I once had an economizing scheme when we first married. My husband was a graduate-student and I was a junior in college. Tight finances stipulated that I frequent the grocery store…less frequently, just once a week. If we had to get creative mid-week, then so be it. Regular people count carbs, calories, and fats when choosing food. In college, you just count the cost.


By Thursday night, I served this colorful (and cheap) dinner to my new husband: a hot bowl of Cream-of-Wheat and a plate of watermelon chunks. Whatever his other faults, this man almost never complains about food. All he did was raise his eyebrows, a gesture which I interpreted as wonder at my ingenuity and resourcefulness.


Moments later, he rushed away. What his intellect had accepted, his stomach had duly rejected. He was just in time to coat the bathroom doorknob with a fountain of pink. Under other circumstances, it would have been such a lovely color. He has never eaten Cream-of-Wheat since. And, to prevent the recurrence of such culinary crimes, I go grocery shopping as often as necessary.


Clip coupons, you suggest? I have lost faith in coupons. Sometimes I have a valid coupon, but saving 75¢ on a huge shopping bill doesn’t feel that effective. Most often, I find trifling coupons for items I rarely use. “Brand XYZ of salad dressing: gallon size only. Must purchase three gallons at the regular price to get 50 ¢ off the fourth gallon.”


And I haven’t grasped that member vs. non-member pricing system. It’s supposed to make you feel good when you check out: your bill would have been $ 237 at the non-member price, but as a “member” (i.e., you supplied your phone number), it is $ 203. Wow! You just saved $ 34, over 10% of your bill. Why aren’t you shopping here all the time?


I like saving money just as much as the next man or mom. So why not price things so I “save” even more? Why not mark the non-member price for strawberries, say, instead of $ 5.99, something really ridiculous, like $ 15.99? Instantly and effortlessly, I now save another $10.

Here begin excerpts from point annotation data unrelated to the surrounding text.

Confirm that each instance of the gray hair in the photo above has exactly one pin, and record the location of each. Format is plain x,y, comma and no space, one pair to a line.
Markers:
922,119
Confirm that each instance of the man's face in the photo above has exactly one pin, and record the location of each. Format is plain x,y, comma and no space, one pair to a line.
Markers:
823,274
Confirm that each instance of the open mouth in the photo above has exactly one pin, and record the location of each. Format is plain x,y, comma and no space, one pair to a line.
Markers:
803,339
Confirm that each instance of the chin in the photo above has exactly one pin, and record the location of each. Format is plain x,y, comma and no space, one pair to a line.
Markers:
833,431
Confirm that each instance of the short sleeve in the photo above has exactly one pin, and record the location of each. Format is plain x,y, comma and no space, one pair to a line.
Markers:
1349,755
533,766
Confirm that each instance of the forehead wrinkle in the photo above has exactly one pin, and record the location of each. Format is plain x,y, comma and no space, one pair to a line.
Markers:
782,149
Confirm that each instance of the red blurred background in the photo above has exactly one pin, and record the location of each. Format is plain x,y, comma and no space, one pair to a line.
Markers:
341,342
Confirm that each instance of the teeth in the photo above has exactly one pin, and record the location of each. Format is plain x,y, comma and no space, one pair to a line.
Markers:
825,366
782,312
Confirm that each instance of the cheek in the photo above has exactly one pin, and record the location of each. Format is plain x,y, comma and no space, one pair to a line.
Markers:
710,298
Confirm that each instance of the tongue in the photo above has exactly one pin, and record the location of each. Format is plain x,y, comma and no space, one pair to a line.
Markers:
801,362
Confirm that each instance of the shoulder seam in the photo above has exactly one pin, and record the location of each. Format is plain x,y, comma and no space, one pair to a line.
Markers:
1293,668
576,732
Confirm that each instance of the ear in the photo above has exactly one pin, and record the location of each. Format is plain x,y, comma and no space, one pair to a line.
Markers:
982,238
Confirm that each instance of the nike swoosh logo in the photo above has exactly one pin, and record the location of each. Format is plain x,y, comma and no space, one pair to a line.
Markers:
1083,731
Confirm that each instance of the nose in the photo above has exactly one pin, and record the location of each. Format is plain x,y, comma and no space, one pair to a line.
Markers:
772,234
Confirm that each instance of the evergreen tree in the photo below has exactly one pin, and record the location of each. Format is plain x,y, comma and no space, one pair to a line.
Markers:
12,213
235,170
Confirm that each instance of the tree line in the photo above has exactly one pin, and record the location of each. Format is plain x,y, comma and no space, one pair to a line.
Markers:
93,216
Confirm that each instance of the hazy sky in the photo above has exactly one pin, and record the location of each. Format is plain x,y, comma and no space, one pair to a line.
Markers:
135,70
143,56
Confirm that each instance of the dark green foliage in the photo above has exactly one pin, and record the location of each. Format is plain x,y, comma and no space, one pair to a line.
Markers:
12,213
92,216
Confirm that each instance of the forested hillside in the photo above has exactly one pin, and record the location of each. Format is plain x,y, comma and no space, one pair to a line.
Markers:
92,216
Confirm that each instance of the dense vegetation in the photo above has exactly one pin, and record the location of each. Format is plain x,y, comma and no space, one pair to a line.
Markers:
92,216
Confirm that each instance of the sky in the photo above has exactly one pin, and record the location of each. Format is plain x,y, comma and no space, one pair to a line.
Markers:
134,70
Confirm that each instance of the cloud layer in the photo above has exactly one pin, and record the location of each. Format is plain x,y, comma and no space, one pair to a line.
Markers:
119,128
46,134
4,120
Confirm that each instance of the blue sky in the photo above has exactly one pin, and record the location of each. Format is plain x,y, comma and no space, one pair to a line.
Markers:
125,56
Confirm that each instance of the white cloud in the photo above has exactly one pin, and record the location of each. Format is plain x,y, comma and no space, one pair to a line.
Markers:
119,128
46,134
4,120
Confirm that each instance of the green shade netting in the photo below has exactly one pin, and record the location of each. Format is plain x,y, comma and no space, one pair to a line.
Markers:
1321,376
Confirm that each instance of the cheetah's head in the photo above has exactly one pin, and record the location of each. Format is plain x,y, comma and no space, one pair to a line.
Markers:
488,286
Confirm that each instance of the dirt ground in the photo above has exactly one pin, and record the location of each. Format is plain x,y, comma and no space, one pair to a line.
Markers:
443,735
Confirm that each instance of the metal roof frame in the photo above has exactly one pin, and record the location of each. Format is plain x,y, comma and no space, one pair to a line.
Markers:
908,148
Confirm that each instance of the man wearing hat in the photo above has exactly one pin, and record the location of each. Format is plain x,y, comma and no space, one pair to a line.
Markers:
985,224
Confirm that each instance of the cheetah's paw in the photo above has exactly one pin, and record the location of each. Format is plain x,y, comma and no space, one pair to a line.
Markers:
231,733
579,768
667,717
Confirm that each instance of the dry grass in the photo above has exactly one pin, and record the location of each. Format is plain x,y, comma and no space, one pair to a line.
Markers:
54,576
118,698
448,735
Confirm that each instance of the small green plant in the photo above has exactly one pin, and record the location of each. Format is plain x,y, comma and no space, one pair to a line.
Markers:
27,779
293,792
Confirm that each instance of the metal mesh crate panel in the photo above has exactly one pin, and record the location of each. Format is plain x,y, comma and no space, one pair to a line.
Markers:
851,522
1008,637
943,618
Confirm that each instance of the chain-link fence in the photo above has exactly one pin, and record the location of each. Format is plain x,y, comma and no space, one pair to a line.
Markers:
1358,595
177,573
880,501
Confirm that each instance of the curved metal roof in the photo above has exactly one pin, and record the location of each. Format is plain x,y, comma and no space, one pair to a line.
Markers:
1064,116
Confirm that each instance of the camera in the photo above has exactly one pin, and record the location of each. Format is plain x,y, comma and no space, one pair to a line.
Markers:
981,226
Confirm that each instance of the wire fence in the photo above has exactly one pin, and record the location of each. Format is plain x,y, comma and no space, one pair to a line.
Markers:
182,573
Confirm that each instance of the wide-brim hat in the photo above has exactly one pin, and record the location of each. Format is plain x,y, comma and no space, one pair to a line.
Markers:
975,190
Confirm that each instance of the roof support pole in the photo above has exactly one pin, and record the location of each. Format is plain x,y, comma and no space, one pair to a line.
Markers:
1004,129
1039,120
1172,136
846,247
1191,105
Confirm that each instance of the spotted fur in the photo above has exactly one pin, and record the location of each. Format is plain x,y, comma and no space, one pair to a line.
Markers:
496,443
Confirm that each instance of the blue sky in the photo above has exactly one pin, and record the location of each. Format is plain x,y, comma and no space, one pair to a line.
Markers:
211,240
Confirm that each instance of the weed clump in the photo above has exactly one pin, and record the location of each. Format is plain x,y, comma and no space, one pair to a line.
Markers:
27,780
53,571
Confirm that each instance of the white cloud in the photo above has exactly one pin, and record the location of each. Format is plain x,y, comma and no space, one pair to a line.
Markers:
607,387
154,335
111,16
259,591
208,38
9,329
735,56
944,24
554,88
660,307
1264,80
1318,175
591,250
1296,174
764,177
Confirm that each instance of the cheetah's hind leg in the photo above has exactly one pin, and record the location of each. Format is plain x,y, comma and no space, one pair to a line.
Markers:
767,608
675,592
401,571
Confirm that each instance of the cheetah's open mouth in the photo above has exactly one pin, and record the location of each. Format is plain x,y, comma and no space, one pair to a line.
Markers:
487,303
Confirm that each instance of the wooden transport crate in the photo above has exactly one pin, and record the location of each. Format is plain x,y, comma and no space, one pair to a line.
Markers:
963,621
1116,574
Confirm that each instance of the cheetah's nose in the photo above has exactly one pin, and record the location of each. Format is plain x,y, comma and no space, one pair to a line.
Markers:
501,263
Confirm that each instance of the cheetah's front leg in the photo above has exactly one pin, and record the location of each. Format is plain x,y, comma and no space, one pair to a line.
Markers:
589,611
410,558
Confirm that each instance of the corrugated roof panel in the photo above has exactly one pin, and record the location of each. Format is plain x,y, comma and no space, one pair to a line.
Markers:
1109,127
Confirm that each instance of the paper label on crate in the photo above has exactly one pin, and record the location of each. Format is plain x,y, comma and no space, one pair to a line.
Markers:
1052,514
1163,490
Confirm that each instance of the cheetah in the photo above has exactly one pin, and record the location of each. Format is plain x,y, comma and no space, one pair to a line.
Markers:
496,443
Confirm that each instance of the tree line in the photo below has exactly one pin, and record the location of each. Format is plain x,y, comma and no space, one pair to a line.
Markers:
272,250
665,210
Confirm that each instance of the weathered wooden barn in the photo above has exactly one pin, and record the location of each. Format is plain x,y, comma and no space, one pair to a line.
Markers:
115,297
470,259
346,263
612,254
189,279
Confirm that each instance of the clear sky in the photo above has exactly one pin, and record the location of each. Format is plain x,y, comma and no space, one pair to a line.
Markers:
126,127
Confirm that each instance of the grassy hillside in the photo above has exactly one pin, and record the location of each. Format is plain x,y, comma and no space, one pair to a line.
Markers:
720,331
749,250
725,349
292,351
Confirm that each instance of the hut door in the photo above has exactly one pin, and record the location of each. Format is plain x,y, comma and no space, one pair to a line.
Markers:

And as long as I’m griping, what’s with bulk-pricing policy? Brand X yogurt is 8 for $6. Brand Y is 5 for $4. Once you’ve figured out that that means Brand X yogurt costs 75¢ per cup while Brand Y costs 80¢, your work is still not done, because, of course, Brand X is sold in 6 oz. cups while Brand Y comes in 8 oz. cups. I can do the math, but please don’t ask me to do it while I am freezing to death in the cheese and dairy aisle. Just give me the price for one, and I will multiply if I need to. (I’m much better at multiplying – after all, I have six kids.)


When I do find a useful coupon, it has invariably expired. Or, worse yet, I start with a good, unexpired, and useful coupon in hand and misplace it in the store. You have to hold the coupons, Silly. How else can you ensure you are buying the selected variety in the requisite size and specified quantity?


What kind of loon loses a coupon? Once, while trying to be stylish, I was parading about the store with a cup of coffee in hand. I must have gotten an older model cart, because it did not have the cup-holder that is legally required to be in every vehicle, stroller, riding mower, La-Z-Boy, and shopping cart. Thus, as my tiny cart filled up, I had to keep setting the coffee on a shelf so I could use both hands to speed up the collection process. I wonder who eventually found that old (and now terribly cold) cup of coffee.


I last had it in the yogurt aisle, fending off hypothermia while doing mental math. If no one has found it, have no fear. I’ll be back before too long.